Here’s the post I actually had drafted and planned on posting today. The one below only was for referrence to the idiot lady emailer.

beatenĀ up

Someone asked me if I knew the woman’s place in the office. I said “sure, right in front of the copy machine!”

Calm down…geeez-us.

I am a man of morals. I have proven time and time again that I support fairness and equality between genders. Women are the backbone to healthy meals, clean laundry, and vacuumed floors.

Wait…I didn’t mean that.

What I meant is that women are the backbone to shiny dishes, paying bills, and dusted furniture.

Wait…NO

Dammit, I’m not just some overbearing male chauvinistic pig.

I have worked hard at convincing you gullible nice womenfolk that I am a man of honor and respectfulness.

Seriously.

And while I have your attention, are any of you good at ironing pleated slacks?

17 Responses to “Trish Is Gonna Beat Me….”

  1. River Rat Says:

    Laughing my ass off! You’re killing me!

  2. Beth Says:

    Pleated slacks? Who in the right mind wears PLEATED SLACKS???? ;) But then, that totally makes sense, being in your right mind and all……

    Your wife must love you a lot! You know you believe all that crap about women! ;)

  3. beccy Says:

    You male?

    You Chauvanist?

    You pig?

  4. Julie Says:

    I am actually a kick-ass ironer. I have a secret technique. Don’t tell anyone though, keep it between us. I take all my shit to this newfangled place, it’s called…. the cleaners. Amazing shit.

    Thanks for the linkage, btw…….

  5. slicksumbich Says:

    River Rat-
    That’s a good thing, right?? :)

    Beth-
    Heeeey now, my right mind? I’m left handed!

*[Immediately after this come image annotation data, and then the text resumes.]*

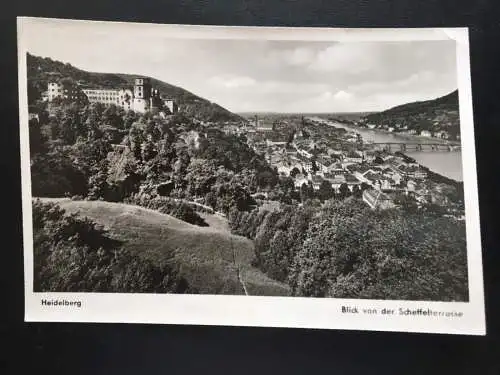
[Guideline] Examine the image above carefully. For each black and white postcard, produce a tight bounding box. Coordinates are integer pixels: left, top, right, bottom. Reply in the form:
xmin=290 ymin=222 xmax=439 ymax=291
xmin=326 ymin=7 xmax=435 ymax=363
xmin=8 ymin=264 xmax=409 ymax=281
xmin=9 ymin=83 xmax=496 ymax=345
xmin=18 ymin=17 xmax=485 ymax=335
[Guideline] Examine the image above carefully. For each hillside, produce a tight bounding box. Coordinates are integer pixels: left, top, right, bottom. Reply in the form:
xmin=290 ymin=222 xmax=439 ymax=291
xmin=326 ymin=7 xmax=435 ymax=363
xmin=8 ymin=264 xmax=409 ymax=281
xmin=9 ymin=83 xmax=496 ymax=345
xmin=27 ymin=53 xmax=242 ymax=121
xmin=364 ymin=90 xmax=460 ymax=139
xmin=38 ymin=198 xmax=288 ymax=296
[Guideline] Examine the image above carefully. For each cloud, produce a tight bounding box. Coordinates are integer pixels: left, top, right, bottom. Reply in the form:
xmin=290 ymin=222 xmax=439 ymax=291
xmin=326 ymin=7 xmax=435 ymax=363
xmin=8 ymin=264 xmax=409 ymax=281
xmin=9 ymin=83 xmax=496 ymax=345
xmin=308 ymin=43 xmax=376 ymax=74
xmin=208 ymin=76 xmax=256 ymax=89
xmin=333 ymin=90 xmax=352 ymax=100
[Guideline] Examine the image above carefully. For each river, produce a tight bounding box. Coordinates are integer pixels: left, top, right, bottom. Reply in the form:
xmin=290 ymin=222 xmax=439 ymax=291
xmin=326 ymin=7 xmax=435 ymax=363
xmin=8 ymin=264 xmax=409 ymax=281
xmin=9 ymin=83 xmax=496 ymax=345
xmin=310 ymin=117 xmax=463 ymax=181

    Awww, I bet even after Trish reads this, she’ll still marry me. That’s how I roll ;)

    beccy-
    You’re complimenting me, right? You know how we males are about our egos

    Julie-
    See? That’s exactly what I mean! Women are so damn smart! Now why didn’t i think of that?

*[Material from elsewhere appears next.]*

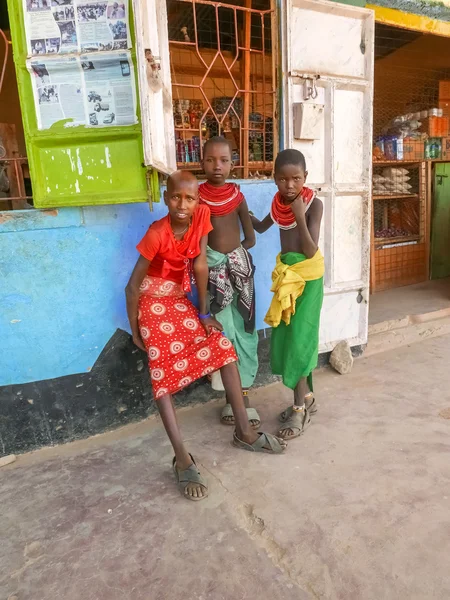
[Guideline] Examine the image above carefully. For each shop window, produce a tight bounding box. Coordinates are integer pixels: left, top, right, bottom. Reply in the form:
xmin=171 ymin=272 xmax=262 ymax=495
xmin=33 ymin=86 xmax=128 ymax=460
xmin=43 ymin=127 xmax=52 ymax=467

    btw, no need to thank me :)

  6. trish Says:

    The OTHER Trish

    Now, now, Slickster.. no need to get those red panties in a bunch. We’re not offended. Some of us are, however, wondering why you’ve just outed yourself… pleated pants?! Dude.. you goin’ ‘mo on us?! :D

    Mo-ron. ;P

  7. chels Says:

    I think somewhere in there you figured out that without women, men would be starving, naked, and living in filth. Glad you came to that conclusion. Don’t ever forget it.

  8. Sornie Says:

    Pleated pants, are you auditioning for a Miami Vice reunion special? Why dontcha get a skinny tie too!

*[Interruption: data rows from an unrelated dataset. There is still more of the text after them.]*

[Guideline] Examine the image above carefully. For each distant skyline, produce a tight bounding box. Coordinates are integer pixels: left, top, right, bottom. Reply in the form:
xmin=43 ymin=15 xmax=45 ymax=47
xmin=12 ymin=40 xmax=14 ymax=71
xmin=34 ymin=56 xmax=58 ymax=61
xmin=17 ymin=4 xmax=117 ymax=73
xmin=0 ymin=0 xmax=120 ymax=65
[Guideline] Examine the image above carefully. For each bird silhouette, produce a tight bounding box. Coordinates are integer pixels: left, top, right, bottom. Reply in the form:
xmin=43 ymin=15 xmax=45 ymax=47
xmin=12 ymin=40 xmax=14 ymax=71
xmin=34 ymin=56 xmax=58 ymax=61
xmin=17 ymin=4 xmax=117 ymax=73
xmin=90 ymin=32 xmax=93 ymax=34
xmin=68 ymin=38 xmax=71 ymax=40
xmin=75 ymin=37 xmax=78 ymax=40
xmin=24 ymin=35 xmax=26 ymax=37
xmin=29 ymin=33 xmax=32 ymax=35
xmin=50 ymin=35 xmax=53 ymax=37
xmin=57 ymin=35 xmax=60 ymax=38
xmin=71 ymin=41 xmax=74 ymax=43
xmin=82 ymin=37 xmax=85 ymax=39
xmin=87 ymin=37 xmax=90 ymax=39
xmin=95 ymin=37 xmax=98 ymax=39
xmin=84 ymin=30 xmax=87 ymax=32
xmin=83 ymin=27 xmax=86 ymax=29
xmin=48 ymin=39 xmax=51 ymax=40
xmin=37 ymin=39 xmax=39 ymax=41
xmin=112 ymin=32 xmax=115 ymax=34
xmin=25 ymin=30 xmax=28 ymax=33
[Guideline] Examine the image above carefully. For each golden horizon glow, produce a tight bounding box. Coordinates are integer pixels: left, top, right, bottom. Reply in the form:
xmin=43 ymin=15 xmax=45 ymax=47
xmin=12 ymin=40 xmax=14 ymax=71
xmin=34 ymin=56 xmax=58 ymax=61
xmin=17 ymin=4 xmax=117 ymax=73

    Well, if it weren’t for women (one in particular) I’d probably resort to turning my underwear inside out rahte than do that much laundry

  9. Shelli Says:

    You really remind me of my dad sometimes. Are you sure we aren’t related somehow?

  10. martie Says:

    Heck yah, I can iron…..I’m your I-mom for crying out loud…..YOU know I can do anything! And don’t you dare lump me in any group about what a woman’s place is at the office, home or anywhere else on earth…….don’t mess with MOM!

  11. tracey Says:

    Speaking of pigs… =)

    But no, I don’t iron. Nor cook. Nor clean… Domestic goddess I am not…

  12. Dixie Says:

    I think you’d like my husband. He’s um…old fashioned too.

  13. mindy Says:

    pleats?? what are those??

  14. Lynda Says:

    My husband irons for me. :p

  15. peebugg Says:

    pleats??? What’s next cuffed pants???

    I will give you a great survival tip…..never ask a woman co-worker to get you coffee….cause it won’t just be coffee!!!

  16. Mel Says:

    I dont even iron my own clothes LOL!

    I just read your post where you got that email. I have to stand up for ya, I think you are a kick ass guy! I cannot believe she was offended, geez.

  17. Sasha Says:

    Pleated pants? :P If I must iron something, I use Downy wrinkle-release spray. Luckily for me, jeans don’t need much ironing.